SNAC-polssyndroom kan leiden tot artrose indien onbehandeld, dwz voortijdige, overmatige slijtage van het gewricht. Alle holtes en oplossingen van het bot worden samengevat als botcysten. Een veel voorkomend mechanisme van oorsprong is een groei ganglion, die afkomstig is van een pees of ligament van de pols.

Bij lichte irritatie en ontsteking van een pees vormen de omringende slijmvliezen grotere hoeveelheden smeermiddel, dat niet kan wegvloeien via de peesmantels en polsstructuren. In veel gevallen puilen de peesmantels uit, wat kan leiden tot een uitwendig zichtbaar ganglion en knobbeltje op de pols. In zeldzame gevallen drukt de vloeistof echter op het bot en holt het continu uit.

De met vloeistof gevulde cyste kan in grootte variëren en kan daarom anders worden behandeld. Kleinere cysten vormen geen risico en behoeven geen verdere behandeling. Boven een bepaalde grootte wordt de stabiliteit van het bot echter aanzienlijk verminderd, wat gemakkelijk kan leiden tot botbreuken.

Om de cyste te behandelen, kan het bot worden gestabiliseerd met een spijker of gevuld met cement. Dit kan complicaties van een scafoïdfractuur voorkomen. Necrose van de scafoïd is een verlies van bot als gevolg van onvoldoende bloed leveren tot op het bot.

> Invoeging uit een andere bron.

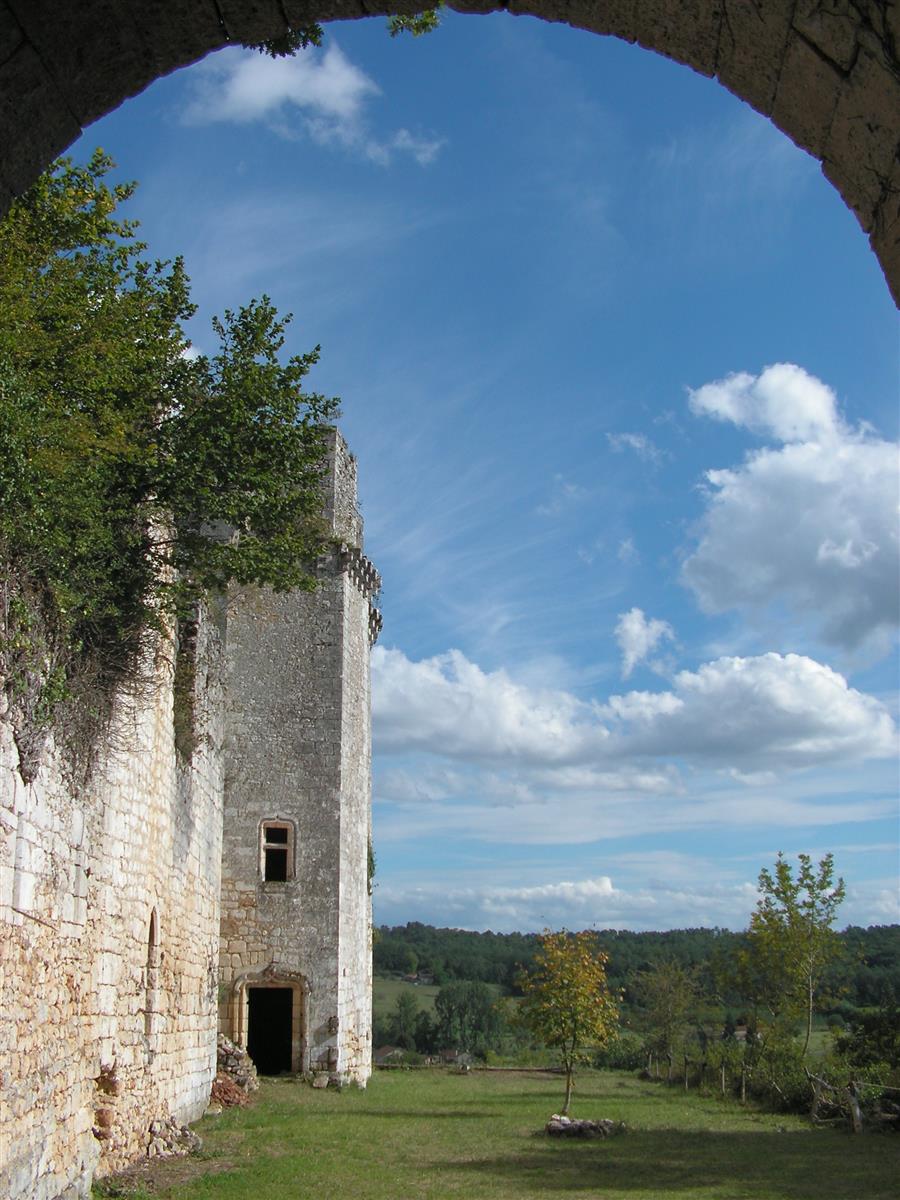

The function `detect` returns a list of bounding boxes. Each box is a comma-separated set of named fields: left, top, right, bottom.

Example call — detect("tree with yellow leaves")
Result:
left=517, top=930, right=619, bottom=1114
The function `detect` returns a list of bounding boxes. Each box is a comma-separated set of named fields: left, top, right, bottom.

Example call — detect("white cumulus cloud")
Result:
left=616, top=608, right=674, bottom=679
left=181, top=40, right=443, bottom=166
left=683, top=364, right=900, bottom=649
left=372, top=647, right=895, bottom=772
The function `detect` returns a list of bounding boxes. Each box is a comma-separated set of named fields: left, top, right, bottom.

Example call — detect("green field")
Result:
left=372, top=976, right=503, bottom=1016
left=372, top=977, right=440, bottom=1016
left=98, top=1070, right=900, bottom=1200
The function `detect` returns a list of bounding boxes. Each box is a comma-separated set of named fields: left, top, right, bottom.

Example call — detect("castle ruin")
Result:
left=0, top=434, right=380, bottom=1200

De bloed circulatie bij de pols wordt verzekerd door klein en kwetsbaar schepen, die kunnen worden beschadigd door verwondingen en zware belasting van de pols. Typisch is een permanente belasting door een drilboor, wat leidt tot een langzame vernietiging van de scafoïd. Een typisch symptoom van scafoïd necrose is duimzijde pijn in de polsOp de lange termijn kunnen pijn en bewegingsbeperkingen in de pols optreden.

Veel conservatieve en chirurgische ingrepen komen in aanmerking voor behandeling. De pols kan enkele weken worden geïmmobiliseerd met daaropvolgende bewegingstherapie. In veel gevallen necrose is zo ver gevorderd dat de pols gedeeltelijk moet worden verstevigd om op lange termijn een pijnloze polsmobiliteit te garanderen.

SLD is een scapholunaire dissociatie die kan optreden na een verwonding aan de pols met een breuk van het SL-ligament. Het scafoïd en het maanbeen schuiven uit elkaar en kunnen uit hun anatomische positie worden verplaatst. Er zijn verschillende graden van SLD, afhankelijk van de omvang van de malpositie van het carpale bot en de daarmee gepaard gaande verwondingen.

De pijn- en bewegingsbeperkingen in de pols kunnen aanzienlijk zijn. Afhankelijk hiervan kan gekozen worden voor een conservatieve of chirurgische therapie. De conservatieve therapie bestaat uit het herpositioneren van de botten en immobilisatie gedurende enkele weken. In veel gevallen moet SLD echter operatief worden behandeld, door de botten in hun oorspronkelijke positie te fixeren en het gescheurde SL-ligament te hechten. In het geval van gevorderde schade kan het nodig zijn om de pols gedeeltelijk te verstijven om een ​​zo goed mogelijke pijnvrije mobiliteit van de pols te bereiken.